The list is of particular importance to me, as I will be teaching one college class this semester. I’ve been studying the 75-item list nightly. Here are some you may find interesting:
- The class of 2014 has never had a need for wristwatches, they have cell phones to tell time.
- “Caramel macchiato” and “venti half-caf vanilla latte” have always been coffee shop lingo.
- Clint Eastwood is better known as a sensitive director than as Dirty Harry.
- Colorful lapel ribbons have always been worn to indicate support for a cause.
- They never twisted the coiled handset wire aimlessly around their wrists while chatting on the phone.
- Russians and Americans have always been living together in space.
- Music from the band Nirvana plays on the classic oldies station.
- Having hundreds of cable channels but nothing to watch has always been routine.
I have a few more things I can add to the list.
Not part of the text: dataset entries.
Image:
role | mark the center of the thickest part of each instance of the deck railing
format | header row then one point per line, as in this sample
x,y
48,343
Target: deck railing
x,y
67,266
For the Class of 2014, Neil Patrick Harris has always played the character “Barney” on How I Met Your Mother, the hit NBC show. But before every show on television was a primetime medical drama, a 16-year-old Harris starred in Doogie Howser, M.D. Each of the 97 episodes that aired in the early 90s opened with a recognizable synthesizer melody. If I close my eyes, I can hear it now, maybe you can too. (If not, head to YouTube and check it out).
Harris appeared on Saturday Night Live and played that iconic television show theme. It started out with just him, a keyboard and a black background. It is my favorite SNL skit due to the simplicity and the memories it brought back. I laughed until I cried and I watched it at least five times, thanks to the DVR.
As I explained the skit to my sister-in-law I asked if she remembered Doogie Howser.
“What’s a “doogie howser”?” she asked.
Uh-oh.
This wasn’t on the “Mindset List”! At that moment, I fell into a generation gap and smacked the bottom of it pretty hard. It wasn’t the first time I realized that my pop culture references might be lost on younger people, but it is certainly the most memorable instance.
Recently my Friends references have also become obsolete. This is devastating to me, but I just can’t use them when talking to young members of Generation Y and especially Generation Z (those born after 1991). I suppose it makes sense since filming for the Friends series began in the summer of 1994 and three-year-olds wouldn’t care about the latest Ross and Rachel drama.
As I prepare to enter a college classroom to teach, I will have to keep my pop culture references in check. I will probably carry with me my well-worn copy of the “Mindset List.”
Maybe I’ll just start using clever, timeless lines from Friends without revealing where they came from. Perhaps then the Generation Zers will think I’m funny, not dated.